The genuine magic in “Episode I” is all in its design. Conceptual artist Doug Chiang and production designer Gavin Bocquet give us breathtaking vistas, fabulous imaginary cities that range from the Florentine splendor of Queen Amidala’s domain to the teeming metropolis of Coruscan. The vaultlike Galactic Senate, whose box seats float through the air, is a triumph of baroque futurism. The sunset-drenched, open-air Jedi council chambers (shades of “Blade Runner”) glow like a remembered childhood picture book. (The art nouveau, glass-bubble undersea city, however, looks like a floating Lamps Plus showroom to me). The massive, tree-crunching tanks of the droid armies have a brutal beauty; there’s visual wit in the insectlike robot soldiers who do the Trade Federation’s dirty work. Indeed, there’s often so much to take in you wish Lucas would hold his shots longer, and let us feast on the details.

This is the impressive fruit of what Lucas calls his “digital backlot.” “Phantom Menace” uses more computer-generated shots than any movie in history (95 percent of the frames employ some digital work). The technical significance can’t be denied–Lucas is blurring the line between live action and animation. When it works–in the spectacular pod-racing sequence on Tatooine, in which Anakin and his repulsive rival Sebulba fly like the wind through jagged desert canyons–the movie re-creates the buoyant adrenaline rush the original “Star Wars” so lightheartedly and consistently generated.

Lucas even uses digital techniques to tinker with the performances–seamlessly merging, for example, an actor’s frown in take three upon his face in take six. This may be the first step toward a cinematic future in which virtual actors replace flesh-and-blood ones–and unfortunately it sometimes seems as if he’s drained the flesh and blood from his own cast. The usually vibrant Portman is decked out in wonderful Kabuki-like makeup and dressed in beautifully bejeweled costumes, but most of the time she looks lost in space, stranded without a character to play. All the state-of-the-art technology in the world is no help to an actor saddled with Lucas’s tinny dialogue. The original had its share of cheesy, B-movie performances: it was part of its retro “Buck Rogers” charm. But in these more extravagant settings, the lapses seem puzzling.

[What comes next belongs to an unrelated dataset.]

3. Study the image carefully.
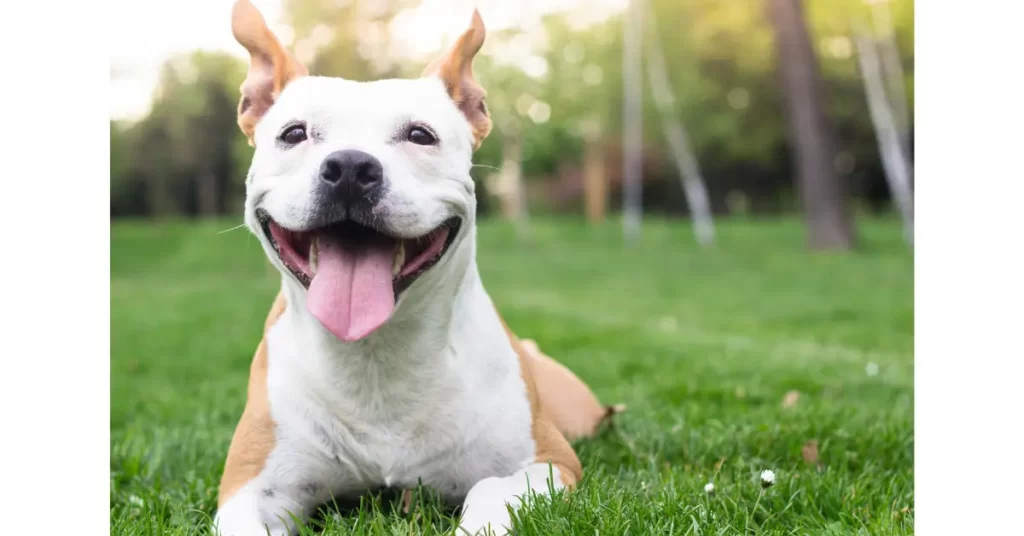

The arc of Anakin’s story–a boy leaving home to become a Jedi and a hero, saving the day in battle–recapitulates Luke’s story in “Star Wars.” You can understand why Lucas would want to carbon-copy his golden oldies–why tamper with the most successful formula in movie history? But you can’t go home again. Lucas’s sensibility, which was never particularly sophisticated to begin with, hasn’t evolved in two decades. “The Phantom Menace” is more of the same, without the innocence and without the juice. And in the year of “The Matrix,” which offers a new style of special effects and a dystopian fantasy that hits closer to home, Lucas’s childlike vision is beginning to look merely childish.

The interesting question is whether any of this will matter. Is the hunger for “Star Wars” so insatiable that the audience won’t notice that this epochal event is actually a little… dull? If “The Phantom Menace” surpasses “Titanic” as the most successful movie of all time, it may stand as the ultimate example of cultural auto-intoxication.